As you may remember, Manning sliced up the Denver defense that last week in October more coldly and cruelly than Michael Myers in all the Halloween sequels, prequels and remakes combined. He finished 32-for-39 for 345 yards and three TD passes in the Colts' 34-31 win.
This week, the Cincinnati Bengals and Carson Palmer play at home versus the Ravens. In the most recent Pro Football Prospectus, writer Bill Barnwell says that the Bengals will very likely struggle offensively because the Ravens defense was so good last year. He more specifically advises that fantasy league players bench the highly coveted Palmer and presumably the similarly valued Chad Johnson (WR), T.J. Houshmandzadeh (WR) and Rudi Johnson (RB).
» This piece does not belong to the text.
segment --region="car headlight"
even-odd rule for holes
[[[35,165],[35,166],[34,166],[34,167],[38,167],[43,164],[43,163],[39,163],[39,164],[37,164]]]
He reasons that when a players faces the defenses most highly ranked at the end of the year, their performance declines appreciably. According to Barnwell, second-tier QBs, RBs and WRs generally perform better against low-ranked defenses than their first-tier brethren do against top-ranked defenses.
There’s nothing earth-shattering about that observation, assuming we know who the great defenses are going to be at the end of the year. But if we didn’t last year in Week 7, how can we this year in Week 1?
The statistics used by Barnwell are proprietary and too complicated to describe here. Let’s approximate them by looking at the defenses that allowed the least yards per pass (YPA, including sack yards) and yards per rush (YPR) over an entire season. How did they fair the next year?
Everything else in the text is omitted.